As an independent news organisation, our reporting on the environment will never be influenced by commercial or political interests. Instead, we counter misinformation and sensationalism with journalism that is rooted in facts, guided by the Guardian’s purpose and values.


2.

We will report on how climate breakdown is already affecting people and species, including during extreme weather events

We recognise that all too often those hit hardest by the climate and nature crises are poor and marginalised communities who bear the least responsibility for it. We make sure we interview people whose lives and livelihoods are most affected, as well as the toll on the natural world.

Alongside on-the-ground reports of extreme weather events, we also cover the latest science attributing these heatwaves, floods, wildfires and droughts to human-caused global heating – demonstrating how humanity’s vast carbon emissions are forcing the climate to disastrous new extremes.

And we report on the policies, ideas and solutions that will not only work to urgently reduce emissions and protect the natural world but will do so in a way that creates a fairer and more equal world.


3.

We will publish up-to-date global indicators on the crisis and use language that recognises its severity

In 2019, the Guardian established new language guidelines to introduce terms that more accurately describe the environmental crises facing the world. We have now updated these further, to use the term “nature crisis” instead of “biodiversity crisis”, which we feel is more accessible and relatable.

In our coverage, we continue to make clear the connections between the climate and nature crises, and incorporate the latest science in our reporting. And we hold countries and businesses to account for destruction of the natural world, in the same way we do for climate.

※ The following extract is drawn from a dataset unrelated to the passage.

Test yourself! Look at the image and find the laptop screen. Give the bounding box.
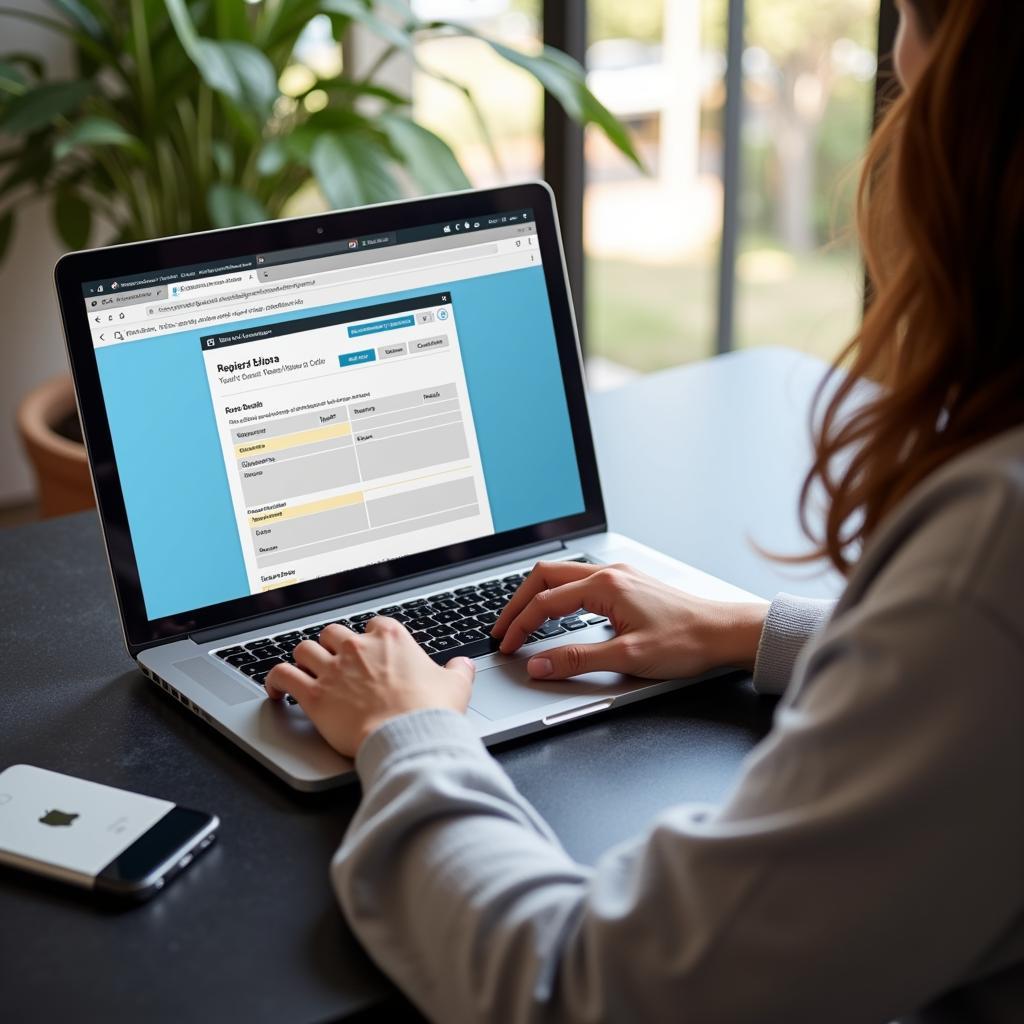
[82,198,585,620]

To ensure our readers have up-to-date data, we also publish the rising level of carbon in the atmosphere every day and report extensively on the ominous rise of temperatures around the world.


4.

We will eliminate two-thirds of our emissions by 2030 and reduce our impact on nature

We recognise that our environmental impact has a wider footprint beyond greenhouse gas emissions, and so last year we announced we were undertaking a study to learn about the Guardian’s impact on nature. We have now published our findings and a plan of action.

As a first step, we are strengthening our procurement processes to assess suppliers on their environmental impact, and developing new guidance for staff to purchase sustainably.

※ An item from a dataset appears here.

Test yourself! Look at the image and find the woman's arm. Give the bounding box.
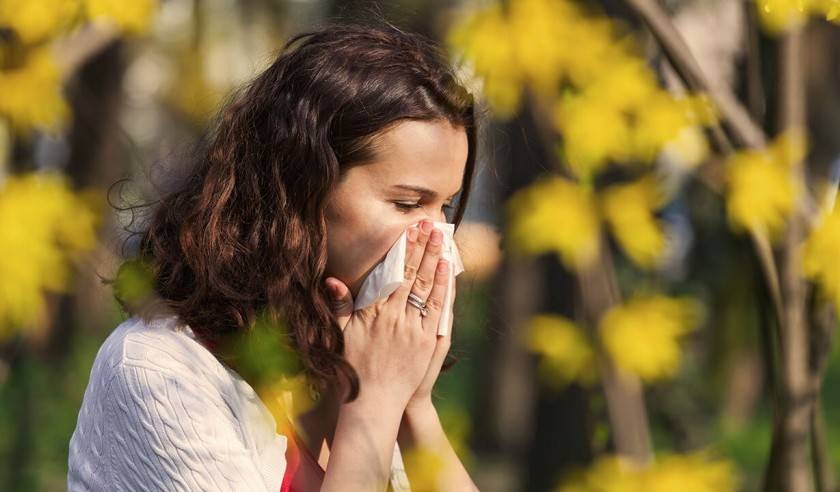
[321,394,404,491]
[397,400,478,491]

We continue to measure our progress against our target to reduce greenhouse gas emissions by two-thirds by 2030. This goal has now been validated by the Science Based Targets initiative, a step we committed to in 2021.


5.

We will seek to decouple our business and finances from fossil-fuel extractive companies

The Guardian refused advertising from all fossil-fuel extractive companies from January 2020 – we are one of few media publishers to do this.

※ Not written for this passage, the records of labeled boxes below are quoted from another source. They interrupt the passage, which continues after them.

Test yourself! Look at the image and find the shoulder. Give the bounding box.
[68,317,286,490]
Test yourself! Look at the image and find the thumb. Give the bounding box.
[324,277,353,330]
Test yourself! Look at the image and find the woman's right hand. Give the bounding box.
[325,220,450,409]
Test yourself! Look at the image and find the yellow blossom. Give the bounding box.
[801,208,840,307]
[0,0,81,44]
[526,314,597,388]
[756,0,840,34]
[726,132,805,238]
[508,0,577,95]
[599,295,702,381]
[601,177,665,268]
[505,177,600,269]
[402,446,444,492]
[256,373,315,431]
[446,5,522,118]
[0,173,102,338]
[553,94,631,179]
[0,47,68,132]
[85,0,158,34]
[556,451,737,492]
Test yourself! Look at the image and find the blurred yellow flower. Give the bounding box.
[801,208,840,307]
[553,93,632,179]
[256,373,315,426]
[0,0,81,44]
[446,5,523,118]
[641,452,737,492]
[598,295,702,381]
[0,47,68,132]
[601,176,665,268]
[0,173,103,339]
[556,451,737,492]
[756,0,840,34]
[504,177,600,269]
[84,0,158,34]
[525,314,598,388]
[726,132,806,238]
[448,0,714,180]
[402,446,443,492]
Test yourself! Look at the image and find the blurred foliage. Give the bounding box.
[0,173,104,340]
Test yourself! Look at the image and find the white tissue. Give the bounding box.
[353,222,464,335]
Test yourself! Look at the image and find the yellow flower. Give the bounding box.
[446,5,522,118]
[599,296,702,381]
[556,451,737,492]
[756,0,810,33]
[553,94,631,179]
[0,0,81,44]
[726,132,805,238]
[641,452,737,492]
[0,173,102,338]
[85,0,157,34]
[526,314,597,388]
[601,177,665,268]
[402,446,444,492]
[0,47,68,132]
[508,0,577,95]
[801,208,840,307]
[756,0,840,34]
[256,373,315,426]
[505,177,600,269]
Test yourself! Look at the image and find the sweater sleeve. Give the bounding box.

Since we announced our pledge to divest the Scott Trust endowment from fossil fuels in 2015, we have almost fully eliminated our exposure in our public portfolio, and we are using our private portfolio to speed up the transition to renewable energy use. The endowment is also taking steps to understand the impact of its investments on the climate emergency and nature loss, and identify ways for mitigation. The endowment is a participating investor in Nature Action 100, a global investor initiative to drive greater corporate ambition and action.


6.

We will be transparent about our progress

This year we published our latest sustainability and positive impact report, detailing our greenhouse gas emissions, and the steps we are taking to reduce them. Emissions fell by 30% in the first two years of our 10-year plan. We recently completed our emissions audit for our most recent financial year; these results will be published in the coming months. Reducing our carbon emissions will also reduce our impact on nature, so we also intend to incorporate biodiversity into our emissions reduction plan.

The Guardian was the first major international news organisation to achieve B Corp status in 2019 and we re-certified in 2023, increasing our overall score and making progress in almost every category. This reflects many improvements we have made to our governance, employment policies and environmental performance over the past three years.